The CAS assured members of the public that everything is in control, because for the past years the government has been focusing on attaining 100 percent transition, and now the most important aspect is ensuring there is seamless transition.
Ruto noted that there is also a need for uniform quality across learning institutions adding that the Ministry has identified some of the equity markers to ensure every school irrespective of its location has equal resources to other schools that will allow the curriculum implementation to go on uniformly.
She said that the government has identified some schools and the money that is given to the schools as capitation is supposed to ensure learning is done well through the provision of needed facilities.
“Increasing equality among schools is about giving more resources but also sharing information because most of the challenges we have can actually be resolved with a lot of community support from the private sector,” said Ruto.

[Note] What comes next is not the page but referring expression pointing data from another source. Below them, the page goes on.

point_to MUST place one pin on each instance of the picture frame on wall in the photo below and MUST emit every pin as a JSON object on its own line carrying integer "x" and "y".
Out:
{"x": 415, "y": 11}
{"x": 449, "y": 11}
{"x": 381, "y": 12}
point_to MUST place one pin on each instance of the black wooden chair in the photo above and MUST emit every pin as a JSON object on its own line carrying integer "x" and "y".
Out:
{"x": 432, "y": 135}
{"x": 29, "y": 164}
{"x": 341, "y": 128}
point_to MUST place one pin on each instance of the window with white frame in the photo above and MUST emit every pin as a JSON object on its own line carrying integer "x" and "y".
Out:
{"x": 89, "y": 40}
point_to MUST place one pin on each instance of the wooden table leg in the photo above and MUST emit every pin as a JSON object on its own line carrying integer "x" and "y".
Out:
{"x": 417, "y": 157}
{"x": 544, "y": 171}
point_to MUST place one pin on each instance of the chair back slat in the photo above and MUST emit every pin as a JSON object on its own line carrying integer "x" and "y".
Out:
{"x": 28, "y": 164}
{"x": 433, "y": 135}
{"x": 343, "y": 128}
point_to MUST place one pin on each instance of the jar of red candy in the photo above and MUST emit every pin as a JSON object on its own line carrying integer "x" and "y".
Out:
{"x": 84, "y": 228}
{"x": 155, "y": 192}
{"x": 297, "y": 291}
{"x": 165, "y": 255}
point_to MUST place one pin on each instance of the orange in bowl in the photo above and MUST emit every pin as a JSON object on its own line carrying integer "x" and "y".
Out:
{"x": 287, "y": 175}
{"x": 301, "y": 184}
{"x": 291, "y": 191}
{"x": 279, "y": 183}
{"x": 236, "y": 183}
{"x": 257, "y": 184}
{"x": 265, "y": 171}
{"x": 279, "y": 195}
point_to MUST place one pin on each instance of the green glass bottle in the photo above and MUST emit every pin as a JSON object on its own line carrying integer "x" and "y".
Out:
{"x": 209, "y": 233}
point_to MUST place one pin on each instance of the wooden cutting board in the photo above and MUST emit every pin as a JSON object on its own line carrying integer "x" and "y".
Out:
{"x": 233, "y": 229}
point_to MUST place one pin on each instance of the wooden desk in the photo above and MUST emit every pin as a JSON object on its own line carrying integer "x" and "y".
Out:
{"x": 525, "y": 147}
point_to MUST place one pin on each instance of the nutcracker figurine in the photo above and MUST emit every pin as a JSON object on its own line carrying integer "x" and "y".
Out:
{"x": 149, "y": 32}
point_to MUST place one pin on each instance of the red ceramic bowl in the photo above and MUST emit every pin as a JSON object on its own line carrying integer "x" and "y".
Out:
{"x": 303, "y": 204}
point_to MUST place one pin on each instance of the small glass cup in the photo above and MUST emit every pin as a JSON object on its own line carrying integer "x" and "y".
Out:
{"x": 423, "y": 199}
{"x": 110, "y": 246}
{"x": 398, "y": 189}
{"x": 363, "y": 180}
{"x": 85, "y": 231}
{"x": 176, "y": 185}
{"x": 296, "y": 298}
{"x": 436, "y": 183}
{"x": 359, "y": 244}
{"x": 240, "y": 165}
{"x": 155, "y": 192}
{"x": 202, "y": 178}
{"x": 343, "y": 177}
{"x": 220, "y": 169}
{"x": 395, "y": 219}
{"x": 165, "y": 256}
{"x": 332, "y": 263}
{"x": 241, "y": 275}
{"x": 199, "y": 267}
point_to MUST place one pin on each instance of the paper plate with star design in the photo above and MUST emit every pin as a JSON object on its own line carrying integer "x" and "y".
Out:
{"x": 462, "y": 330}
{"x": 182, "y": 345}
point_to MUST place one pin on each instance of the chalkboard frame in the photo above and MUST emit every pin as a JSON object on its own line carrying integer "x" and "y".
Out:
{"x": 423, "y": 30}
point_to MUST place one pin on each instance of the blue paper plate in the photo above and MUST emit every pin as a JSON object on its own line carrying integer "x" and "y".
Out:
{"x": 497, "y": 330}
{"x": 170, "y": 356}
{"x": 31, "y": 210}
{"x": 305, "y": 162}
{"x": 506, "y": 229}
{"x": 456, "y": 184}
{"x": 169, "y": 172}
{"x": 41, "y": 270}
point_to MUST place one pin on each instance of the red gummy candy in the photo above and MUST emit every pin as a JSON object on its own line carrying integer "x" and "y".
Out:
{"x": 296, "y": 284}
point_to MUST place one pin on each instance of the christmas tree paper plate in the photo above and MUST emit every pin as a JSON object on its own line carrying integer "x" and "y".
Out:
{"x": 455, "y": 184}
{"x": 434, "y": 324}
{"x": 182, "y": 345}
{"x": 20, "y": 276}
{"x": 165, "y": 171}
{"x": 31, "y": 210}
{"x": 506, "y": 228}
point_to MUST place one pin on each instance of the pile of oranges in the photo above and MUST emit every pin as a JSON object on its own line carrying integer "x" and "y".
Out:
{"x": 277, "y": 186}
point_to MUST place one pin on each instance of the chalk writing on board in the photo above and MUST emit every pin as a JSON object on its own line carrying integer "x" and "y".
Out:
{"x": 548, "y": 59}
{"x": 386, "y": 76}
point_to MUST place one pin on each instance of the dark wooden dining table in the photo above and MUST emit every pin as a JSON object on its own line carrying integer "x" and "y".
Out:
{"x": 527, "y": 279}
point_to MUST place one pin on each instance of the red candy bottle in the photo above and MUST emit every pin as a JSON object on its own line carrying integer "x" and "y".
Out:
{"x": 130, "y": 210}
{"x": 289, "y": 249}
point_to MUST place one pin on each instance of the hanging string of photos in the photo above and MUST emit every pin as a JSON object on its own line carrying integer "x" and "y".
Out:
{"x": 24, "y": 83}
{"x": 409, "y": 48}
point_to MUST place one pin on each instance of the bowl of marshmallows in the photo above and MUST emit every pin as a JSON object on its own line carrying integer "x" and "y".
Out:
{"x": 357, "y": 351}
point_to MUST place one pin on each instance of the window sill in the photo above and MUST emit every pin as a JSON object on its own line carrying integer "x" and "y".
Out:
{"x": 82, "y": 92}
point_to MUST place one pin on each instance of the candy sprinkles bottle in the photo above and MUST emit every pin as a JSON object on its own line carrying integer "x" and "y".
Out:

Principal Secretary State Department for University Education and Research Ambassador Simon Nabukwesi said that they have partnered with Finland government as it is very advanced in implementing CBC system as it has undergone several reviews and it is perfectly serving the nation in terms of being transformative in relation to the socio-economic development of the country.
“We have partnered with them so that the best of their practices can be borrowed into our institutions and system of education,” said Nabukwesi.
Director at Tampere University of Applied Sciences Carita Prokki said that the Finland government has collaborated with the Kenyan government in terms of bringing higher education students to Finland to study nursing, risk management and physiotherapy under the Finnish system of Education.